Power & Root Functions

  1. Figure out which value(s) of \(x\) satisfy each of the following algebraic equations. Express those values as decimals rounded to three figures.

    \( x^{1.23} = 17\)
    \( x \approx 10.008 \)
    \( x^{\frac{1}{5}} = 1.2345\)
    \(x \approx 2.867\)
    \( \sqrt{x+3}=-2 \)
    \(x=1 \)
    \( \sqrt[4]{x^{5}}-3 = 7\)
    \(x \approx 6.310 \)
    \( 7\sqrt[3]{2x-1} = 50\)
    \( x \approx 182.716\)
    \( 1 = 2.8(1+3x)^{4.14} \)
    \(x \approx -0.073\)
  2. Solve the following equation for \(c.\)

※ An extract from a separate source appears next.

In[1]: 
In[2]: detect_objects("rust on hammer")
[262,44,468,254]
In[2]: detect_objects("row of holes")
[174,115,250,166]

    \(\displaystyle x = \frac{-b + \sqrt{b^2 - 4ac}}{2a} \)
  3. For an investment of \(P\) dollars growing at an annual interest rate of \(r\) that is compounded monthly, this following formula relates the value \(S\) of the investment after \(t\) years. \[ S = P\left(1 + \frac{r}{12}\right)^{12t} \]
    1. Solve the formula for \(r\).
    2. If you have $10,000 and would like to invest it to earn $1,475.22 in interest after two years, what annual interest rate should you look for?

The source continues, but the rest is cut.